“那些人不是你遣來的嗎?”
水琳琅隻道剛才那些來向鄔大郎還債的人,都是燕子斜暗中脅迫來的,不想燕子斜說無此事,於是眾人又陷入一輪新的沉思。
水琳琅忽然想到一人:蘇硯。
她已和蘇硯會過了麵,知他此刻人在蘇州,此事若非燕子斜所為,必是蘇硯。
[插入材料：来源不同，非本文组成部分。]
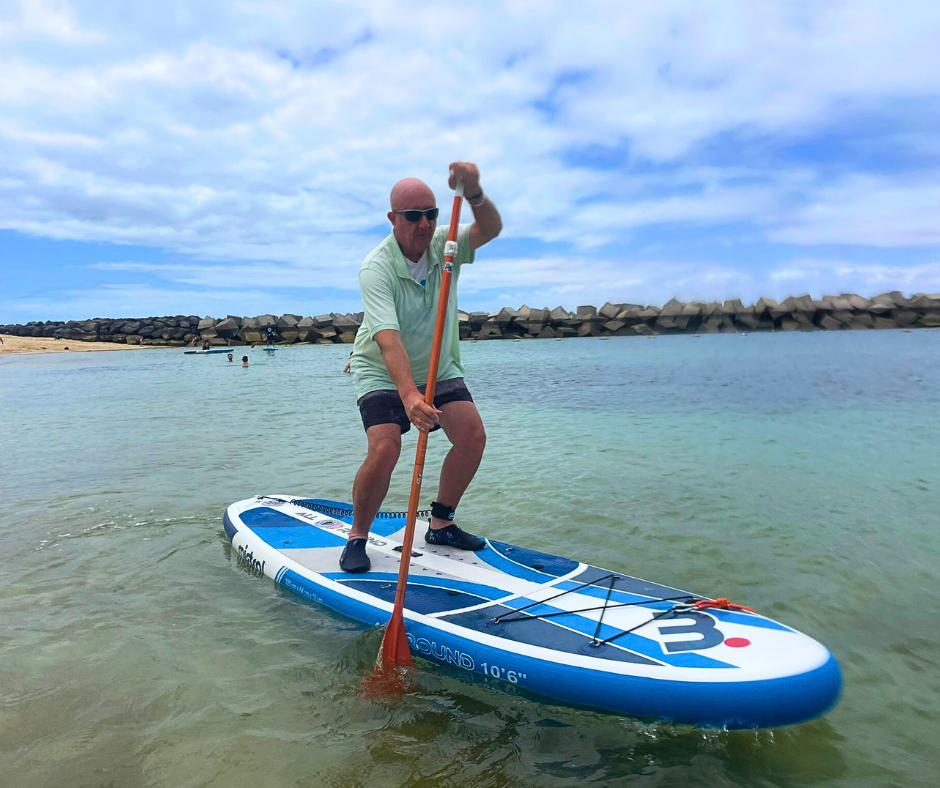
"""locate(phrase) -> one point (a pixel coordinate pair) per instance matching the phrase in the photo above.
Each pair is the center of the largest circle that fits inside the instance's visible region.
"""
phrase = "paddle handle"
(450, 251)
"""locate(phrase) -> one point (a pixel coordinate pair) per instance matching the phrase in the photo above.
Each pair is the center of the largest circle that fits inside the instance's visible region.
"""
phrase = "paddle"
(390, 675)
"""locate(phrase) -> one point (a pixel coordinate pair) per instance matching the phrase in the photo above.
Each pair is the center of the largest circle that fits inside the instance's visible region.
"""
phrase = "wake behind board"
(209, 352)
(569, 631)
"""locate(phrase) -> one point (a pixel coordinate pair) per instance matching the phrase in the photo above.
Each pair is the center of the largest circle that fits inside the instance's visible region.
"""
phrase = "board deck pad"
(571, 631)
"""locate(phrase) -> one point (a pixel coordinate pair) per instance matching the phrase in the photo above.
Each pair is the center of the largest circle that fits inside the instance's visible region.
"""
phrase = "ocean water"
(796, 473)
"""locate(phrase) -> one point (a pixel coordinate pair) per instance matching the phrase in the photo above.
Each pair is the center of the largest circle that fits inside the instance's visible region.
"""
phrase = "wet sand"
(13, 345)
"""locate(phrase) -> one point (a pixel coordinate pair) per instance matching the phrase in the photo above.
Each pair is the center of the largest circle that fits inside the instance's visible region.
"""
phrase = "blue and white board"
(555, 626)
(209, 352)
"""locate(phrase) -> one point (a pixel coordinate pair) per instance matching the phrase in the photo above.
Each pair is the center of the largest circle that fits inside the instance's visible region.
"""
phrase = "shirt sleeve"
(378, 302)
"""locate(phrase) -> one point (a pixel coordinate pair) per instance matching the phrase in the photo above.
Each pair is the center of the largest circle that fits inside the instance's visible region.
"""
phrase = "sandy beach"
(13, 345)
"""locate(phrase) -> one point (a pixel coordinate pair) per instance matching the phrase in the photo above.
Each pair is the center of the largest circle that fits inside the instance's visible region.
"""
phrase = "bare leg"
(372, 480)
(463, 426)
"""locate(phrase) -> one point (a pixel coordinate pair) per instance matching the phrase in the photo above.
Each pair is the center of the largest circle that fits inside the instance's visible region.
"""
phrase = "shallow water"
(797, 474)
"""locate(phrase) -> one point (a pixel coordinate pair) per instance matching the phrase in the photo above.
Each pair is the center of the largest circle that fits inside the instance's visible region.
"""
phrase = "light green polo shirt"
(392, 299)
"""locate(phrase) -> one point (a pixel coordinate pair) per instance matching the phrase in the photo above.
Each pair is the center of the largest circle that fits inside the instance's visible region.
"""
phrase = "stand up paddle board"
(564, 629)
(210, 351)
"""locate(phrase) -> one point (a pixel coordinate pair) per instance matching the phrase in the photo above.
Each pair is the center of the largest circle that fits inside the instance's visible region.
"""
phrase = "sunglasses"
(415, 215)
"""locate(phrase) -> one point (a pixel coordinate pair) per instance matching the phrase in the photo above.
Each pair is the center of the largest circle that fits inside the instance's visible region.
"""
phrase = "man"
(400, 282)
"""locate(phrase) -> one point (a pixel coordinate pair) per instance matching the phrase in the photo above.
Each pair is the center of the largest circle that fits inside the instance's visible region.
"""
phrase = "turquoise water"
(797, 474)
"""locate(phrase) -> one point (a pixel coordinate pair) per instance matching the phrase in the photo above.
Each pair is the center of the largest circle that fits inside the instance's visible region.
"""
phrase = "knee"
(475, 440)
(385, 453)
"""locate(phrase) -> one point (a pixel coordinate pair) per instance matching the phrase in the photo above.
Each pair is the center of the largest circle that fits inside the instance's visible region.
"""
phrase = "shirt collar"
(398, 259)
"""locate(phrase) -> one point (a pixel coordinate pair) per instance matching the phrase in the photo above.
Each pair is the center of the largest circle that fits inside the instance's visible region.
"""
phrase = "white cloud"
(266, 135)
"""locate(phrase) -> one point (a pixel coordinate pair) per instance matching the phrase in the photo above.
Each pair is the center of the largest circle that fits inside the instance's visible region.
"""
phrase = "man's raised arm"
(487, 223)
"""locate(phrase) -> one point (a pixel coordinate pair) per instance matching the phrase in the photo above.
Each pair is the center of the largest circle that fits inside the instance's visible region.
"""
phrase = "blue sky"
(235, 158)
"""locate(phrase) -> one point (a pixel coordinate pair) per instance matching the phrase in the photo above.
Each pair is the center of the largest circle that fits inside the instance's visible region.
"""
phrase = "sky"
(236, 157)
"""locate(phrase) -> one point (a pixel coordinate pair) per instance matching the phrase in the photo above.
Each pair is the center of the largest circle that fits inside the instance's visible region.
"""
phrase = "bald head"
(411, 193)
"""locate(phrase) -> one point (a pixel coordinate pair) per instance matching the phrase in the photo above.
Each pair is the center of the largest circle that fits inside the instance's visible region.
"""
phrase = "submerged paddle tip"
(389, 683)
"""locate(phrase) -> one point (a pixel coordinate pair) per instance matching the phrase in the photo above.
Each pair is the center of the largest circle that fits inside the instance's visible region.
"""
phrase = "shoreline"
(21, 346)
(847, 311)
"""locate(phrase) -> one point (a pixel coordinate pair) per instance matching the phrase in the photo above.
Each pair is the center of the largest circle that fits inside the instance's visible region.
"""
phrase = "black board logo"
(246, 560)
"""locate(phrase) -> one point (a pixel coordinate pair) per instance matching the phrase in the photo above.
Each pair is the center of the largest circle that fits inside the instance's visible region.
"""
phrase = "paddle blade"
(394, 666)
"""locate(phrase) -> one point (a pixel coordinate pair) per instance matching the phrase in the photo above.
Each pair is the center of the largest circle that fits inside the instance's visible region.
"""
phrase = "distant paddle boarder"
(400, 281)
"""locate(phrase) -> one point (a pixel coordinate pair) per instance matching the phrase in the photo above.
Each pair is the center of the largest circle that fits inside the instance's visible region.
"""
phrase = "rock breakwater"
(797, 313)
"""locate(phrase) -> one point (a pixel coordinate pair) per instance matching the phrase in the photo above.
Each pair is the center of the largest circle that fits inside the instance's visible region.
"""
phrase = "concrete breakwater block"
(846, 311)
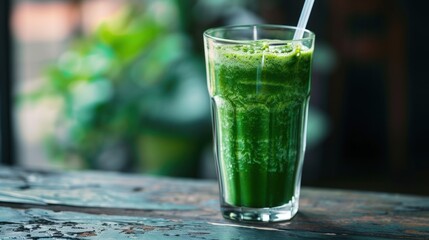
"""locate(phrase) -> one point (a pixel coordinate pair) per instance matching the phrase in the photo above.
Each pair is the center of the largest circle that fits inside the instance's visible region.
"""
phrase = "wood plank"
(322, 212)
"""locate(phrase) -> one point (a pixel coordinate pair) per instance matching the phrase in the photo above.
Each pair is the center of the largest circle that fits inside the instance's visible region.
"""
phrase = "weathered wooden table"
(99, 205)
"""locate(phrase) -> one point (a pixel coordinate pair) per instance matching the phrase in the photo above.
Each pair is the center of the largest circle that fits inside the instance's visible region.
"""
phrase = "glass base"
(276, 214)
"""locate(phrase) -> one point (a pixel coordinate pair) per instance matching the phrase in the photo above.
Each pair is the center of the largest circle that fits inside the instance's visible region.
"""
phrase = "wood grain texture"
(91, 205)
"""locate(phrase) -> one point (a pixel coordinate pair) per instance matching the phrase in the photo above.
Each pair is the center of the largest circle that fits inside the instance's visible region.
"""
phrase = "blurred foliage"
(133, 94)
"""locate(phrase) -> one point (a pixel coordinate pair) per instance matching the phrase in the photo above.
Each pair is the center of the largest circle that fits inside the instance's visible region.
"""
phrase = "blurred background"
(120, 85)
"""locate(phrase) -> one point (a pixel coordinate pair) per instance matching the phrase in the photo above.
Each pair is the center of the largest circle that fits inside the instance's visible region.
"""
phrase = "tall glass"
(259, 82)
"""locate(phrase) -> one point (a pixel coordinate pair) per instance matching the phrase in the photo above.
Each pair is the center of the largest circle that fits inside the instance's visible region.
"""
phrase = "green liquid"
(259, 102)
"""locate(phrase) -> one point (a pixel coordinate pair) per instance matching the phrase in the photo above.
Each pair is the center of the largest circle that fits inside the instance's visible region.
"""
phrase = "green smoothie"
(260, 93)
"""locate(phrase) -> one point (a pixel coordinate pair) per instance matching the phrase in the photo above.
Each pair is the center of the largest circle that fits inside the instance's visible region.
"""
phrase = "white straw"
(303, 19)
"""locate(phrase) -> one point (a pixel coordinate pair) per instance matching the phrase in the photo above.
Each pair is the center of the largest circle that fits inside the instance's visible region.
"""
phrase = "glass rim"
(208, 33)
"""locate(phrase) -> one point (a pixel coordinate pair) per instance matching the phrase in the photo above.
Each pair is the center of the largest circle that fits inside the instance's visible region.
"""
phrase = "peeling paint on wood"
(93, 205)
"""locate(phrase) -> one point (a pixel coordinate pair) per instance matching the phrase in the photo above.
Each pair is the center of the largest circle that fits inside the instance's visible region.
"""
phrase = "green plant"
(132, 90)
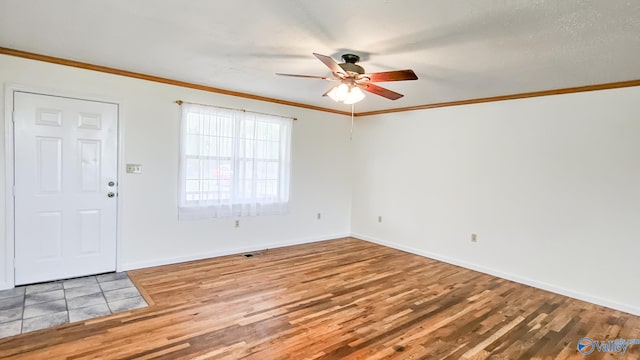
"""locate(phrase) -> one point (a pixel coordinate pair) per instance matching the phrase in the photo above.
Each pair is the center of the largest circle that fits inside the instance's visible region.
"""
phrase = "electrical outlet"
(134, 168)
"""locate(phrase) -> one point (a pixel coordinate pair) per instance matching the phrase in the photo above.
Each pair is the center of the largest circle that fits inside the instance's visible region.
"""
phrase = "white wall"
(150, 232)
(551, 186)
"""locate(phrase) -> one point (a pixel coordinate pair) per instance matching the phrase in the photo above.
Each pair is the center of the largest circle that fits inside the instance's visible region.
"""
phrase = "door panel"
(65, 158)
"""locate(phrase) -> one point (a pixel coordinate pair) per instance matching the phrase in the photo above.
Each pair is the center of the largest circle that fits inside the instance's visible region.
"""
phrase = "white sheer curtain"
(233, 163)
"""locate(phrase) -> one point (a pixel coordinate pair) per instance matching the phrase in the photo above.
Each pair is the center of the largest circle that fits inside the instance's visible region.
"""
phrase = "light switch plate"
(134, 168)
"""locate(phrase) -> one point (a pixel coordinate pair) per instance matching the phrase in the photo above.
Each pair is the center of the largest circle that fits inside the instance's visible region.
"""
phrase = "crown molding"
(577, 89)
(158, 79)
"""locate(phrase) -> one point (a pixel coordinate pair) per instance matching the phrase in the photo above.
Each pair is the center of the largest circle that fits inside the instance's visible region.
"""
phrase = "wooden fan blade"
(307, 76)
(331, 64)
(398, 75)
(378, 90)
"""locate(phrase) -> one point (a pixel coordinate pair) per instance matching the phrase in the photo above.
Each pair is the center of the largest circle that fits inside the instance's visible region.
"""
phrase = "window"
(233, 163)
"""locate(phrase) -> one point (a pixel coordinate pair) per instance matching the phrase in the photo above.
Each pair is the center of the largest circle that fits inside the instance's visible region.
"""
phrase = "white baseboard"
(634, 310)
(208, 255)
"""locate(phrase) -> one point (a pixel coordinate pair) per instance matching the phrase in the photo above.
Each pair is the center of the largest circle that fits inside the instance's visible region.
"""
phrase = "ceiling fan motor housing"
(349, 64)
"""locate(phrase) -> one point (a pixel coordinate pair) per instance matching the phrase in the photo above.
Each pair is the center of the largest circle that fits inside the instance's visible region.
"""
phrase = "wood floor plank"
(339, 299)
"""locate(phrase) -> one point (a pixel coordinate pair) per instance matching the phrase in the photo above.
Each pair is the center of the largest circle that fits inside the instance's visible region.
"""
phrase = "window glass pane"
(192, 169)
(272, 170)
(193, 186)
(225, 189)
(274, 150)
(247, 129)
(260, 189)
(271, 188)
(273, 133)
(193, 123)
(232, 157)
(224, 127)
(225, 147)
(192, 144)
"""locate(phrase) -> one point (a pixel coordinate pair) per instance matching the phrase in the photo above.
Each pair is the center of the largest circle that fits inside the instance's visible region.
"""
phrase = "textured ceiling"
(459, 49)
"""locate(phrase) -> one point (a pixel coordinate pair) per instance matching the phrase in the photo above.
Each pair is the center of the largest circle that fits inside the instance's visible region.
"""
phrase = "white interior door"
(65, 187)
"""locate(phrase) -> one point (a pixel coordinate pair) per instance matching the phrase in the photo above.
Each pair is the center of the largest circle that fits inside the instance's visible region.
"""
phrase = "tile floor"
(34, 307)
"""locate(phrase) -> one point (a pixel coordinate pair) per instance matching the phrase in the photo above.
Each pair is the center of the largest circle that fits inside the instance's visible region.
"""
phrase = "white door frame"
(9, 279)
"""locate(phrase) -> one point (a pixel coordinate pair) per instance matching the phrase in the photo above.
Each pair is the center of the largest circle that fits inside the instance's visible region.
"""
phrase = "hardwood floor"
(339, 299)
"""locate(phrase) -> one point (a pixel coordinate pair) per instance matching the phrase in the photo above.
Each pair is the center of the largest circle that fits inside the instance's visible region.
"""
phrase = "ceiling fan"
(353, 79)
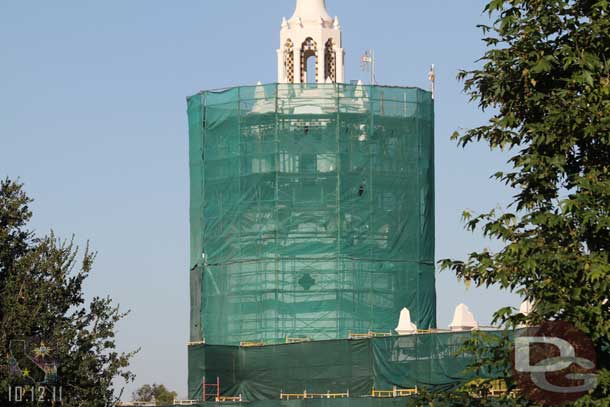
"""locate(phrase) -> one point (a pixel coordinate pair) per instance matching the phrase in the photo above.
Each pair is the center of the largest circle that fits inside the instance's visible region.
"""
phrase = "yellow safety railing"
(225, 399)
(297, 340)
(251, 344)
(395, 392)
(369, 334)
(305, 395)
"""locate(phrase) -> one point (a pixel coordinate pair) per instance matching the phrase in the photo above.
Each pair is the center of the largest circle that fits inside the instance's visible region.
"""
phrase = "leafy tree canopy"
(50, 336)
(158, 393)
(546, 79)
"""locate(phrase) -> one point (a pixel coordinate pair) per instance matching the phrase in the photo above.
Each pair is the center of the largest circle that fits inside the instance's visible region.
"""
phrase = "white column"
(340, 65)
(281, 71)
(297, 64)
(322, 63)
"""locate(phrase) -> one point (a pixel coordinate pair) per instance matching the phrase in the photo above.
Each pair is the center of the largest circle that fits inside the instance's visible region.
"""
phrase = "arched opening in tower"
(289, 61)
(330, 70)
(309, 61)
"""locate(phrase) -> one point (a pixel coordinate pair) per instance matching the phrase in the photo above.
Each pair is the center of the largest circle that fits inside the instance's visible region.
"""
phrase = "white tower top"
(311, 11)
(310, 35)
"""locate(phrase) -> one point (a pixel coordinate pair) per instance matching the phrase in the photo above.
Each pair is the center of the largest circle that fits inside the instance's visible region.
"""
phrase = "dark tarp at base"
(356, 366)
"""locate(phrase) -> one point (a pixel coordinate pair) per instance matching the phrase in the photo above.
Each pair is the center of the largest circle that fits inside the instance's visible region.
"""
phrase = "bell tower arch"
(311, 33)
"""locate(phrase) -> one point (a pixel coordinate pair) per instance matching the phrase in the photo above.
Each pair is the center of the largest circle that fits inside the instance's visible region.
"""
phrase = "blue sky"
(93, 121)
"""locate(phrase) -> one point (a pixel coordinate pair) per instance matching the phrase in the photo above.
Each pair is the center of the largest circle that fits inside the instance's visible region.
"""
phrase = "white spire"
(311, 34)
(311, 10)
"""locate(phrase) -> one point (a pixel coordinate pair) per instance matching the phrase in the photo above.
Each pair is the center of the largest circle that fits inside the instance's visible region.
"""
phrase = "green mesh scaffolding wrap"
(431, 361)
(312, 211)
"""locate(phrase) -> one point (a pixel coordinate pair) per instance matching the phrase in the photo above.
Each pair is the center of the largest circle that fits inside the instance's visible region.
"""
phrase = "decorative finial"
(432, 79)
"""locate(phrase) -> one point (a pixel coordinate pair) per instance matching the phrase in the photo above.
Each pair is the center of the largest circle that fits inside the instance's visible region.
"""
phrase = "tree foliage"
(546, 79)
(158, 393)
(42, 304)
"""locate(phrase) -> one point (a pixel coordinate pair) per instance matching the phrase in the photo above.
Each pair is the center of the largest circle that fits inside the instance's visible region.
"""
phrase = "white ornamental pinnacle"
(311, 10)
(311, 46)
(463, 319)
(405, 326)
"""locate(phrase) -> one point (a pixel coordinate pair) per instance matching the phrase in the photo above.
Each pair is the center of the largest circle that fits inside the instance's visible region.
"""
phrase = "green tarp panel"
(352, 402)
(312, 211)
(339, 366)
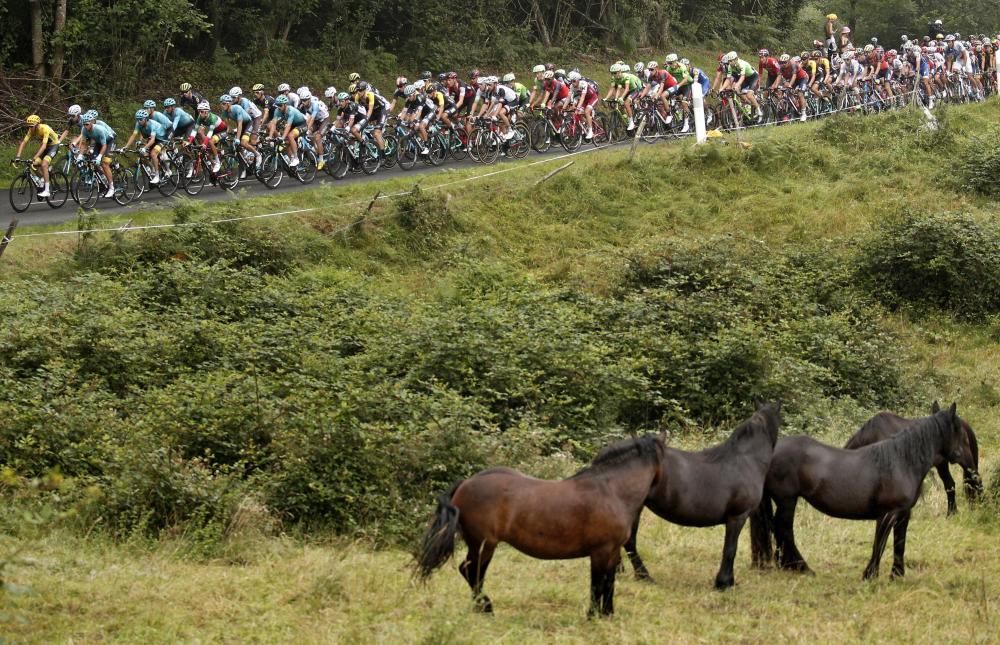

隻是,她也想不清楚,蘇硯既然已回蘇州,為何並不露麵。
他,到底在做什麽打算?
燕子斜:“如今,鄔大郎隻說沒錢,我們該有什麽辦法,讓他將錢吐了出來?”
小墨兒:“哼,依著我說,不如直接將他扭送官府!”
“使不得,鄔大郎是五爺的舅子,若然拿他見官,必然傷了五爺的顏麵,五爺上麵還有七叔公,他的手裏掌著家法,得罪了他,以後隻怕多生事端。”
“哼,他不就仗著這一層親嗎?”
水琳琅忽的一笑,說道:“我有辦法,讓鄔大郎乖乖把錢拿出來。”
小墨兒大喜:“娘子,你有何妙策?”
水琳琅叫了眾人聚攏過來,嘀嘀咕咕地說了一堆,小墨兒眉開眼笑,燕子斜也是十分喜悅。
到了晚上,眾人又回別院睡覺,鄔大郎看到他們未提租子的事,心中也是得意萬分,打定主意,隻管一直賴了下去,他不拿出銀子,諒來他們也不敢做出出格的事,沒過幾天,還不是要和南藥師一般,乖乖地打道回府?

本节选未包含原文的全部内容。